Now Jason Scott is known as the Reaper: the coldest, deadliest killer in the new world of the Apocalypse. He once again dons his old tools of the trade—the tools of a Marine Corps sniper—and sets out to eradicate the spawn of Hell. Along the way he encounters Jay Scarmon, the interim Governor of Michigan, and together they make a safe haven for a large group of survivors in the town of Newaygo.

The Reaper saves hundreds of people, kills thousands of the undead, and even participates in a raid on a secret shadow government fortress – against the very people who engineered and released the virus that almost entirely destroyed mankind.

However, the Reaper knows that there is more to be done than simply rebuild and protect those under his charge. Evil is afoot in the land; they must contend not only with the reanimated dead, but also with the forces of the shadow government. There are also plenty of bad men who are ready and willing to take advantage of the weak.

The Reaper’s mission is clear – he must fight the Lord's fight and take the battle to the evil minions of Satan, both living and undead. He needs to help the survivor groups band together into cohesive assemblies better able to survive this new world, and finally, he must scout westward into Colorado in order to recon the shadow government's stronghold there.
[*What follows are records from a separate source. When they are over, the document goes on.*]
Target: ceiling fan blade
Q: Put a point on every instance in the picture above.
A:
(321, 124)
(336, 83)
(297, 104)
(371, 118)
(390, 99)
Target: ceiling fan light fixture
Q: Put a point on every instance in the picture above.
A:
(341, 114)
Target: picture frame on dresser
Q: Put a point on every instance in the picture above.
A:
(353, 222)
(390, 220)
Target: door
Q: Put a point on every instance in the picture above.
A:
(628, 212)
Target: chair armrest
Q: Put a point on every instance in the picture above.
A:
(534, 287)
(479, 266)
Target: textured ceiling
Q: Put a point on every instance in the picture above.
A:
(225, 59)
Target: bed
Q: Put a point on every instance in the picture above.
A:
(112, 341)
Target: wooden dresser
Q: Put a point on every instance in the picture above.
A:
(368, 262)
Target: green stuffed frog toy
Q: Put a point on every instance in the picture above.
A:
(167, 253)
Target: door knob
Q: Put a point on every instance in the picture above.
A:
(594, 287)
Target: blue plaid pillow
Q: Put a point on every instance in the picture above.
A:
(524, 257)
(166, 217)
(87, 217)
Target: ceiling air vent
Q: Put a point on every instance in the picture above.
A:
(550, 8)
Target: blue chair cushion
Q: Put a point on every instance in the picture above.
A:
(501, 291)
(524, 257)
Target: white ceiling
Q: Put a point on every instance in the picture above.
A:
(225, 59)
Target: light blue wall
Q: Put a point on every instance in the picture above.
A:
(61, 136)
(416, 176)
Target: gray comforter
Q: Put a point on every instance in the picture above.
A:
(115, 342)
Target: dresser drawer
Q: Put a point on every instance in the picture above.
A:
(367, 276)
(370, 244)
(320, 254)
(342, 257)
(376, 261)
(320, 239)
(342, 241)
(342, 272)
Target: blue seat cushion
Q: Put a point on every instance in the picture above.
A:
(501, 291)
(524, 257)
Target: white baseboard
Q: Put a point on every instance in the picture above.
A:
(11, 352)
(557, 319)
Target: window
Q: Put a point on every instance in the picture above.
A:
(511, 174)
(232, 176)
Follow the adventures of the Reaper as he travels to the city of Paris, Missouri. There he meets several disparate groups of survivors. He also learns of a band of marauders who are ravaging the countryside, killing those that stand against them, and enslaving the rest. The older folk and the young children are killed outright; the rest of the prisoners are treated brutally, forced to live and work under the most inhumane of circumstances. The women are repeatedly raped and beaten.
The Reaper must convince the survivors to band together and take their town back from the marauders – all whilst fighting the hordes of undead, their mutual distrust of one another, and their fear of the overwhelming numbers arrayed against them.

Who will prevail? Only the Reaper knows.

Deadly Dee's Review

The Reaper was a well written book with a very strong "masculine" feel to it. There was a lot of emphasis on military procedures, weaponry, jargon, etc. There is also a strong religious undercurrent that runs through the book - the main character, The Reaper (who also goes by other names - it can get a little confusing if you aren't paying close attention) is a retired Marine sniper whose entire family is killed by zombies, and he believes that he is on a God driven mission to purge the world from the zombies and other evil. (...and there is quite a bit of serious evil in this book - not zombie evil, but bad men evil. Liebling doesn't mince words, and his bad guys are rapists, pedophiles, name it.)
There are a lot of side stories woven throughout the book, and it wasn't difficult to keep track of the cast of characters at first, but by the end of the book there were just too many people, and too many p.o.v. Sometimes I think it's better to concentrate on fewer sidelines. I did enjoy the majority of the stories and characters, they were well written and "real."
There's a lot of action in the book, but I found myself skimming past the majority of the military stuff (too boring and went on and on way too long for me...I really didn't feel the book needed pages of background, and I really didn't care!) and I felt there was TOO much religious emphasis. I don't mind hearing that someone feels a higher calling... I just don't need to be reminded about it over and over again. It makes me feel like the author thinks that maybe they want me, the reader, to get a different message, and quite frankly, that's not what I'm reading your book for. I got that I needed to know about it to understand the character, but the constant reminders were saying something else to me, and it was unnecessary.
So, my personal feelings are this: From what I understand this book was a stand alone and gives some background story to some characters in a series that Liebling writes. If the series isn't as heavy on the military jargon and all the reminders about why the Reaper is, well reaping, then I would check out the series.
If it's the same as this book, I'll pass. It's not that Liebling isn't a good writer - he is. Just not for me.